The issue is not that the cheap tripods don't last long or have limited functionality (that is expected), they simply do not work full stop. Frame your scene and tighten the head with any lens like the 70-400 and the head will collapse under the weight and point downwards several degrees from your framed position, ruining your composition. With skill you can try to compensate by framing above your intended final composition and let the slack in the head slide the frame back into the correct view. I found with these cheap nasty tripods that leaving the head locked as tightly as you can and simply using the legs to change the framing is the easiest method, you have to do it by trial and error because you can't look through the viewfinder while you are doing this.

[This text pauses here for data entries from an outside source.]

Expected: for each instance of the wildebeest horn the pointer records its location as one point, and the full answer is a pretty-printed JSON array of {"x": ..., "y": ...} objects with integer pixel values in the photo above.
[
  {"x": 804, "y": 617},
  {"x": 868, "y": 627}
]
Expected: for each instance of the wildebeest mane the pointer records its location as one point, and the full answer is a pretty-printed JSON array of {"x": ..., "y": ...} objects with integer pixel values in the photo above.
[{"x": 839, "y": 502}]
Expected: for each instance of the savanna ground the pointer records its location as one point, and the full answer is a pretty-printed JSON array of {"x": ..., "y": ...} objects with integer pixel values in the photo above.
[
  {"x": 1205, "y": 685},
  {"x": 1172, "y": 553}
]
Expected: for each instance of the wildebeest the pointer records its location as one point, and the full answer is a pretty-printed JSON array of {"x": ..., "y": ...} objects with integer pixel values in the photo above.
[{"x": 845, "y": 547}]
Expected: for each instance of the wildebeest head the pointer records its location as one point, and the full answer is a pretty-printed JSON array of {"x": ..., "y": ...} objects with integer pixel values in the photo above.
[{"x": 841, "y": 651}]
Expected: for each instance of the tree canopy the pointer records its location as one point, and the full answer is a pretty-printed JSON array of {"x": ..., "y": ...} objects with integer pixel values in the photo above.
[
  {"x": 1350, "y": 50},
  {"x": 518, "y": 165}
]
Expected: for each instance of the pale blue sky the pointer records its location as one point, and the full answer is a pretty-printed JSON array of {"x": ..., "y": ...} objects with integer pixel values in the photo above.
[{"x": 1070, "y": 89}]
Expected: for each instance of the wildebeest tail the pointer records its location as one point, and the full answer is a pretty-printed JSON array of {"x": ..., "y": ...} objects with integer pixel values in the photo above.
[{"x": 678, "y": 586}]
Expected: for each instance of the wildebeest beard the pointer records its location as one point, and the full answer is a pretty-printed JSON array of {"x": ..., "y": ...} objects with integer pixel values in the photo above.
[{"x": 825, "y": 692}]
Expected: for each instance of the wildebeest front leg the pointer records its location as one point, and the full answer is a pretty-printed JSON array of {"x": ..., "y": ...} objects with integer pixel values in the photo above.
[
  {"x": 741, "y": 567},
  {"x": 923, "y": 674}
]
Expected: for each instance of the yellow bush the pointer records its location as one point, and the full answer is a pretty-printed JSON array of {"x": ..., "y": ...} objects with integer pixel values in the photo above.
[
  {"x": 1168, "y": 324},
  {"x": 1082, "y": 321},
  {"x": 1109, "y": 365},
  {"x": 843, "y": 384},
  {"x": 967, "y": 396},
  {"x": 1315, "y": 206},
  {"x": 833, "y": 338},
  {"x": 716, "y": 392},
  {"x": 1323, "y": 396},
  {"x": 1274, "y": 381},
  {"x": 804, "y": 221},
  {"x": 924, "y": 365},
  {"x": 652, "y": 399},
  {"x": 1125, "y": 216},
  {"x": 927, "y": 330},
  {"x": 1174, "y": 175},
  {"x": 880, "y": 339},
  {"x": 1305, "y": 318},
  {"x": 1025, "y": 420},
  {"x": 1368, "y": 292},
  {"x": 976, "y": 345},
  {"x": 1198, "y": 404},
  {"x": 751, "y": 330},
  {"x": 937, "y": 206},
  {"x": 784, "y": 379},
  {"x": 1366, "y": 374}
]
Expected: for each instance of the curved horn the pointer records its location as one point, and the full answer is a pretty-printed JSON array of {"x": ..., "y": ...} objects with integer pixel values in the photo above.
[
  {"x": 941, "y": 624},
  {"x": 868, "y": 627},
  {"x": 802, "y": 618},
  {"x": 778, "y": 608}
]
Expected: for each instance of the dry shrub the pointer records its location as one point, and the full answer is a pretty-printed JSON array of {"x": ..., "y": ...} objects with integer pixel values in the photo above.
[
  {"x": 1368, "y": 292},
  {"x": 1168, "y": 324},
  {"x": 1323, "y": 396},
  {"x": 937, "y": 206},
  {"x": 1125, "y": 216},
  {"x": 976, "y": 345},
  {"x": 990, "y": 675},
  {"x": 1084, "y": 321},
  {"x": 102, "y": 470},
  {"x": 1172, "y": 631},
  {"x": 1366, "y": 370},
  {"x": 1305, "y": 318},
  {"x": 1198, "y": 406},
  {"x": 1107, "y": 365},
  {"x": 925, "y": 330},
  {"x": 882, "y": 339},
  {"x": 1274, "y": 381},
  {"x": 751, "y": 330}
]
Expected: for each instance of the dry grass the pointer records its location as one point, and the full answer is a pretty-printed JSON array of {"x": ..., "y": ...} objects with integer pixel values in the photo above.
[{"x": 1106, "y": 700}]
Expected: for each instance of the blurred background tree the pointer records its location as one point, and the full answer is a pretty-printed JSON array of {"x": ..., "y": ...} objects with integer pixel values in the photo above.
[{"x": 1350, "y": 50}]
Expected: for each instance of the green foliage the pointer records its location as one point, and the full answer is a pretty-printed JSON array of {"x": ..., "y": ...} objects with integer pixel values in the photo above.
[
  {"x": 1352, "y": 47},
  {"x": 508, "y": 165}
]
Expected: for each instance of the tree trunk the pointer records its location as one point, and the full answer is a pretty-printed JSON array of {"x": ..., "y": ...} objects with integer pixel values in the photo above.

Then when you take the photo you find soft blurred images because at 400mm on a crop body the finest vibrations become highly visible. Exposure delay and a remote become critical rather than just a good idea, god help you if there is so much as a breeze or pigeon farts 2 miles away. You can try to improve things by using your 4 piece legs as 3 piece legs so your 3kg of camera gear is not supported by the tiniest pieces of thin aluminum. A heavy bag hung underneath at least stops a sneezing Japanese tourist knocking over the setup from 50ft but there is still a load of vibration. A heavy bean bag resting on top of the lens can only absorb so much vibration.
It really doesn't take long before such tripods are relegated to holding a flash or supporting your home grown garden tomatoes.
The more expensive 100-200 tripods are immensely better, but suffer most of the same problems to less extents. The difference is you paid 200 quid instead of 30. If you go for the very heavy steel tripods in the 200 range you can find some very stable setups that are not very practical outside a studio. Cheap Alu and carbon fiber tripods act as resonant frequency magnifiers for the inherent vibrations and are to be avoided like the plague.
You can choose 2 of cheap, lightweight, stable. Tripods that are not stable are useless so you really have a choice of cheaper (but not very cheap) and heavy, or expensive and lighter (but not too light as there is a minimum of strength and weight needed to be effective).